The Reserve Bank of India (RBI) has formulated new norms to facilitate restructuring of ailing urban cooperative banks
RBI, on Friday, said it is observed that even financially stronger banks are unwilling to acquire UCBs, where the deposit erosion is large. “In such situations, restructuring of the liabilities of the weak UCB may be a viable proposition, as the depositors above Rs 1 lakh may stand to gain compared to what they would be entitled to receive from DICGC in case of liquidation of the bank,” said RBI.
The central bank said it is prepared to consider financial restructuring proposals as an additional option for resolution of problem banks, provided they conform to some norms. To begin with, the interest of small depositors has to be protected in full. Accordingly, no conversion into equity will be permitted in the case of small depositors (those have deposit of up to Rs 1 lakh).
A portion of the deposit of individual depositors above Rs 1 lakh may be converted into equity. Likewise, a portion of the deposits of the institutional depositors may be converted into Innovative Perpetual Debt Instrument (IPDI), which is eligible for inclusion as Tier- capital.The conversion of deposits into equities and IPDI would be subject to consent of the depositors/their forum. Post-restructuring, no shares (equities) will be redeemed until the bank achieves a CRAR of 9%. The proportion of deposits converted into equity/IPDI should be such that the net worth of the bank after reconstruction turns positive. The bank will have to maintain CRR/SLR on the restructured liabilities.
Post-restructuring, the management of the bank should be in the hands of a board of administrators consisting of representatives of individual depositors as well as professional bankers to ensure proper implementation of the reconstruction scheme including recovery of NPAs.
RBI has asked UCBs having negative net worth may approach its regional office with specific proposals after the same is approved by its board of directors.

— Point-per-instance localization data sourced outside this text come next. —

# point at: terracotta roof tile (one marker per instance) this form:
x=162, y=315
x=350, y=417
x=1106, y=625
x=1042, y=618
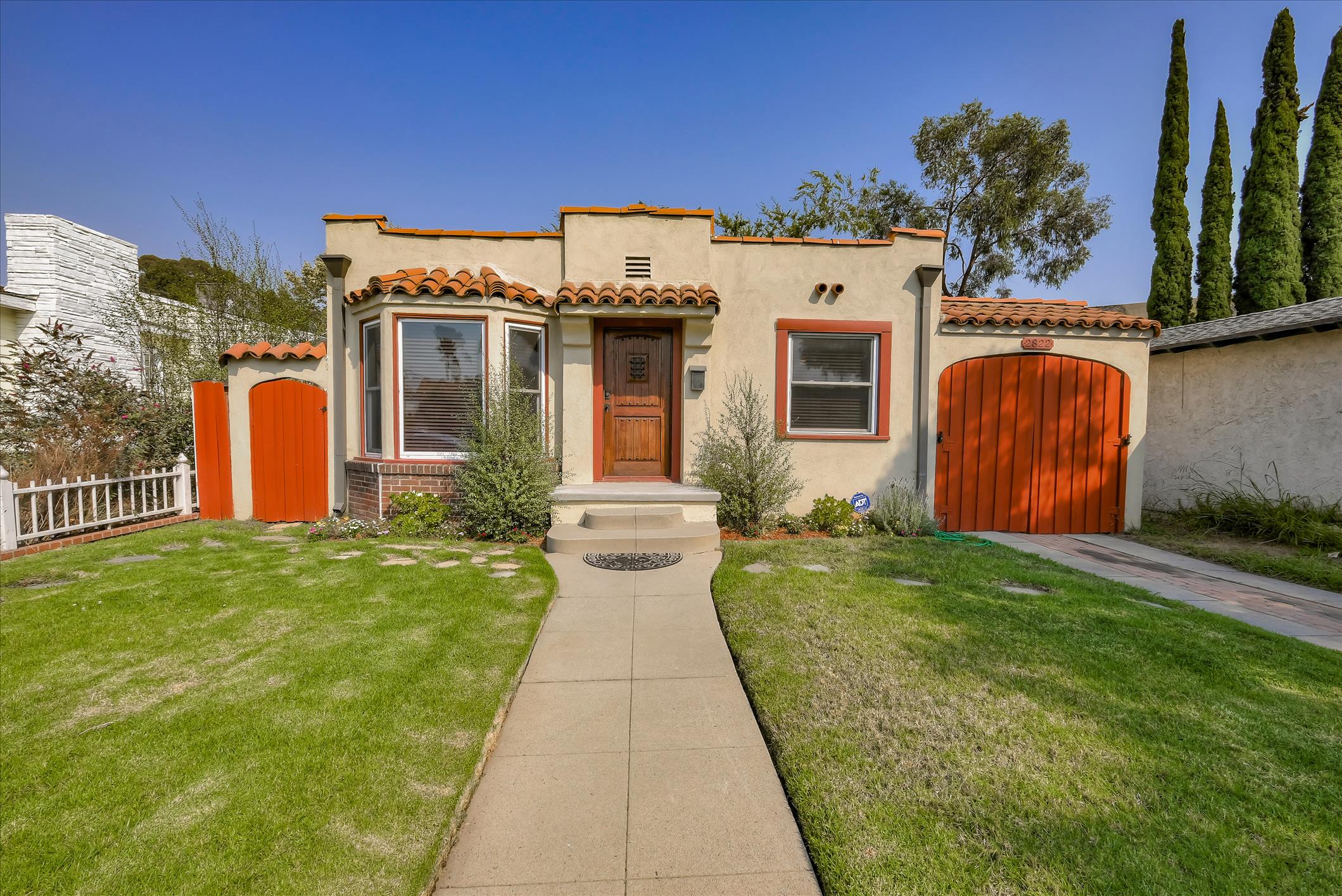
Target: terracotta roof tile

Innovative instruments shall not exceed 15% of total Tier-I capital. Innovative instruments in excess of the above limits shall be eligible for inclusion under Tier-II, subject to limits prescribed for Tier-II capital. However, investors’ rights and obligations would remain unchanged. Innovative instruments shall be perpetual. The interest payable to the investors may be either at a fixed rate or at a floating rate referenced to a market determined rupee interest benchmark rate.
Meanwhile, the RBI has communicated to the chief executive officer of The Gujarat Industrial Co-operative Bank (GICB) to explore a possibility to convert the funds locked in the fixed deposits of over Rs 1 lakh into the bank’s share capital with the consent of the concerned depositors.
This move is primarily aimed to improve the bank’s liquidity condition through financial restructuring.
Surat-based 40-year-old bank, GICB had been identified by the regulator as a bank having minimal liquidity status due to massive non-performing assets on its balance sheet. Thus, under Section 35-A, the regulator had directed the then management of GICB in September 2008 to disallow the bank’s depositors to withdraw over Rs 1,000 until further notice.
The bank had been placed under Gr IV category by the regulator based on its inspection with reference to its financial position as on March 31, 2008 on account of its negative 24% CRAR, 30.4% net non-performing assets and accumulated losses worth Rs 97.79 crore in its balance sheet by the end of the last financial year.
As on December 31, 2008, GICB reportedly had 6,500 depositors who are having fixed deposits of over Rs 1 lakh The money locked in these deposits, reportedly to be over Rs 180 crore, is likely to get converted into the share capital of GICB as recommended by the RBI.